Monday, October 13, 2014

Hut Hiking



Our favorite thing about Germany is the Alps. An hour drive from our house gets you into the Alps and some great hiking trails. But in all honesty, we have hiked the same two – though scenic-  trails over and over again for years. Thanks to an infusion of alpine advice, we’ve finally expanded. Adam has crossed over to boy scouts and to a whole new set of hikes and I’ve been included in a Scandinavian hiking club. I can keep up with them now but fear those days are numbered when the snow comes and they strap on skis. 
Recently, Adam and Phil hiked with the boy scouts up to a hut, spending the night and doing a “hut hike,” something Phil has long wanted our family to try. Basically, they walked a few hours  up to a hut, basically a small kitchen for day hikers on one floor and has a room for overnight hikers on another floor. The boy scouts arrived at the hut, hiked around it all day, then sleep over and hiked down. The boys described the sleeping conditions as two long mattresses put on a huge bunk bed. Apparently, 13 people sleep side by side on each mattress. Sounds fun but Phil has not rushed out to organize another hut hike for all of us!

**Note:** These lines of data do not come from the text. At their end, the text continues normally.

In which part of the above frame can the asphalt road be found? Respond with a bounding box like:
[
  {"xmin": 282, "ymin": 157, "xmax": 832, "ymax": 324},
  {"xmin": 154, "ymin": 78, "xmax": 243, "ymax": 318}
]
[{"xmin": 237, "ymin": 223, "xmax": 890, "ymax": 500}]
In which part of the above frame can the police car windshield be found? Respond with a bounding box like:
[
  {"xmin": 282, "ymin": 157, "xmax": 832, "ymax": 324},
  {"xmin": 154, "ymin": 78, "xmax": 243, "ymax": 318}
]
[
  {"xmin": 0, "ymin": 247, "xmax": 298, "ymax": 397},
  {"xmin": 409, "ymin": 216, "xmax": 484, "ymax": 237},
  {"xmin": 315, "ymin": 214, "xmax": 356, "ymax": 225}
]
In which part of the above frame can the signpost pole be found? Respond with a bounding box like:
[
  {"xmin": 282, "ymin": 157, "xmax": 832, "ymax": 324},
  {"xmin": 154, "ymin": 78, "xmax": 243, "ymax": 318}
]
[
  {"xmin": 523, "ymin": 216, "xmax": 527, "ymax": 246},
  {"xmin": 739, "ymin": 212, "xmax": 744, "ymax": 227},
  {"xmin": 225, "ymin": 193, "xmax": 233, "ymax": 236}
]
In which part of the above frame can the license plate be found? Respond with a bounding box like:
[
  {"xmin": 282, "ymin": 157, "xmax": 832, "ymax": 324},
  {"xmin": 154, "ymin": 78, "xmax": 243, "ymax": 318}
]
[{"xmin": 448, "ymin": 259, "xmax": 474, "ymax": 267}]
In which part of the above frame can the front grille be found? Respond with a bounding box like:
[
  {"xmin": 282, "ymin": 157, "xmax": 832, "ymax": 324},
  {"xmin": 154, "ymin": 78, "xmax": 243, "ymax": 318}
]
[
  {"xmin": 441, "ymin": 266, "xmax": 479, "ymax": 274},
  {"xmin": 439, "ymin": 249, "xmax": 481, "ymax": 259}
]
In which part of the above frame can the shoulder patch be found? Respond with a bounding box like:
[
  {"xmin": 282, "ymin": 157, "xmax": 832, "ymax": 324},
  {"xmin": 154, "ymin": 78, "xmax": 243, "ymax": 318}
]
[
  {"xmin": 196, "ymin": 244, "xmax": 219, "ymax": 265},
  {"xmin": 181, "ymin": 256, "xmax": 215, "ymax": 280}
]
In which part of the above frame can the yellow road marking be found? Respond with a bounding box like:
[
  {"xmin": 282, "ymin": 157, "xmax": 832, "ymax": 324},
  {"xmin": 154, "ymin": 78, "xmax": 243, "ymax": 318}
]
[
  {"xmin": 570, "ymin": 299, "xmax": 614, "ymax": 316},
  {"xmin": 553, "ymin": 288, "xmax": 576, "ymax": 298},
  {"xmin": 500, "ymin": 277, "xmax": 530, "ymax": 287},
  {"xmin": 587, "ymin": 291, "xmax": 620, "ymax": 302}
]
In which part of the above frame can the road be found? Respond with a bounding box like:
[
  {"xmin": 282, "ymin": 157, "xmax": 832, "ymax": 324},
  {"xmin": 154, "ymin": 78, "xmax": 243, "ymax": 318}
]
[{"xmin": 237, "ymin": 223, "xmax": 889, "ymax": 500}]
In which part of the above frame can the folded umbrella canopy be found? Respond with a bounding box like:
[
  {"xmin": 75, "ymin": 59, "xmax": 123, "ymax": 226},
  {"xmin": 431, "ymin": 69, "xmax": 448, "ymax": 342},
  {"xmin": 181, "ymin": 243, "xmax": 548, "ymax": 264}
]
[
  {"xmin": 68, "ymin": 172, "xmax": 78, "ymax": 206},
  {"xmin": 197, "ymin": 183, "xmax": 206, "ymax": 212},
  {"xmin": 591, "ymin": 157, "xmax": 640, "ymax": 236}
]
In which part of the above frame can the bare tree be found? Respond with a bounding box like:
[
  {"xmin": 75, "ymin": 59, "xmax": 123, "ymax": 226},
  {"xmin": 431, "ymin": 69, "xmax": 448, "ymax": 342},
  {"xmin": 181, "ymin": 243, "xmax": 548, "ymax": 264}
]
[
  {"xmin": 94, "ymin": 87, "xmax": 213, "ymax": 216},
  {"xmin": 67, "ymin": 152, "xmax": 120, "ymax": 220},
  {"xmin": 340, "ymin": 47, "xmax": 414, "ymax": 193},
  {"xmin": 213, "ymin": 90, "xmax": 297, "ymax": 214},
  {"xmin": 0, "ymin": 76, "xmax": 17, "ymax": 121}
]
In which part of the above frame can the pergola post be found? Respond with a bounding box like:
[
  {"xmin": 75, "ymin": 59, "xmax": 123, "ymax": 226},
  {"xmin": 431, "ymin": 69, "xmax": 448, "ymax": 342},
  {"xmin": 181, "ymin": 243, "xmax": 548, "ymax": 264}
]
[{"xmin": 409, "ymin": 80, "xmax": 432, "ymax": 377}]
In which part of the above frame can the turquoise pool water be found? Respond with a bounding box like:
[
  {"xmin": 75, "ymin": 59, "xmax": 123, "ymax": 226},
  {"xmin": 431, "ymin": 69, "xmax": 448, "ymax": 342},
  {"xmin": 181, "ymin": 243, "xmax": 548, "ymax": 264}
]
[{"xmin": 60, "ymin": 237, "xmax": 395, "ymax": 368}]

Our typical hut hike is more of a lunch break. Most mountains here maintain a hut on the top serving a set menu of warm food and drink. Typically, a hiker can expect to get a large bowl of linderhof soup, lentil soup, with or with a sausage in it, some sort of fruit cobbler for dessert and of course a beer. The huts are typically family owned, with kids the same as our kids clearing the tables, carrying multiple large glass beer steins back to the kitchen. We recently sat at a picnic table in the sun, resting after a hard ascent and watching the crowd. We watched a baby stick first his finger in his Dad’s beer and then his whole fist, licking off the beer with increasing frequency. It’s a different drinking culture here and definitely one that includes a beer on the top of every summit.
Our most recent new hike was just south of Garmisch, very near the Linderhoff Castle. I thought to combine our hike with a visit to King Ludwig II’s castle, completed in 1886, but we got a late start and were pulling three somewhat reluctant kids along so decided to skip this.  We went straight to a high mountain trail to Purschling, one of many peaks in the area. Purschling is home to the lovely August Schuster Haus and after refueling with plenty of soup and cake we headed for the rocky summit of Teufelstattkopf, about 1700 meters high. The steep trail is all rocks and roots and an exposed walk along a ridge in many spots. Once we saw the summit and the rocky ascent with a wire rope affixed to the rock, the kids were rejuvenated.  We held the rope, some of us more tightly than others, and got up to the small cross on the very top. The walk down was straight down, tricky footing until we made the main trail again that lead to a high alpine meadow and the August Schuster Haus again. Earlier, there were many hikers but after the summit, we saw no one else. We reached the car park just as darkness fell. A solid six hour plus hike. 
We’re really loving our expansion into the Alps. Lots of smaller summits to try, not to mention the big one. Zugspitze, the highest mountain in Germany. The kids want to hike it rather than take the cable car up but that will mean getting out of bed early on a Saturday. With our new teenage sleeping patterns, that remains on the wish list for now.